This is an open-ended final project for Dr. Daniel Fabbri's BigData course at Vanderbilt University.
Ellis Brown : ellis.l.brown@vanderbilt.edu -- @ellisbrown
Danny Carr : daniel.p.carr@vanderbilt.edu -- @dcarr45
Max Puidak : max.w.puidak@vanderbilt.edu -- @maxpudi
Intelligent stock price prediction in the near-term has nearly unlimited potential. However, designing a model that does so accurately would defy years of academic study and several cornerstones in finance theory. The efficient-market hypothesis (EMH) states that asset prices fully reflect all available information. Under strict EMH, no security in a financial market will ever be mis-priced. Similarly, the random-walk hypothesis states that stock prices follow a random walk in the short-term, and are therefore, unpredictable. Yet, the evolution of machine learning techniques and the availability of ‘big’ data has led critics, scholars, and investors to question the integrity of these theories. It is the goal of this project to use machine learning techniques for the prediction of S&P 500 price trends in the near term (30-days).
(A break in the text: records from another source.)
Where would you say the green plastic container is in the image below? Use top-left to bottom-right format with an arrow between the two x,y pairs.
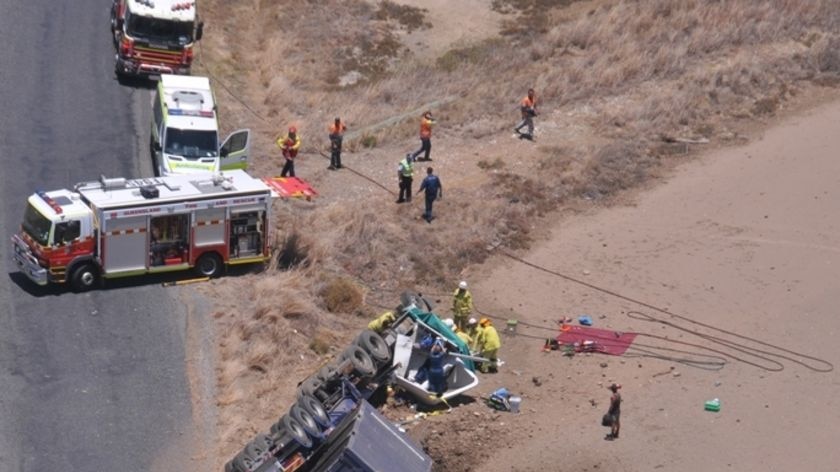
703,398 -> 720,411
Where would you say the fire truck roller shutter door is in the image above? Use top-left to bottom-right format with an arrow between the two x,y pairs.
193,208 -> 225,247
195,251 -> 224,278
102,216 -> 149,274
Specifically, the model attempts to predict the binary classification problem of “will the S&P 500 price rise in 30 days?” Three data sources were used to address our problem: technical indicators, fundamental analysis, and sentiment analysis.
See each subdirectory for its respective description:
With the Technical and Sentiment analyses both yielding workable results, an aggregate features table was able to be created combining the two. In order to maximize the number of rows, each month’s sentiment data fields were duplicated for each day of technical data and appended to the technical feature matrix. When running the combined feature matrix, an AUC of 0.51 was achieved--which, though above 0.5, is a very poor score.
Almost all of our analyses led to AUC’s right around 0.5, which could imply that we have poorly established our features and labels. If that is not the case, then it implies that there is very low correlation to the data we looked at and whether or not there will be an increase in price of the S&P 500 30 days in the future.
We hope to continue working on this project to devise the best features to include and get a reasonable AUC. We would also like to clean up the code and make the repository more standalone.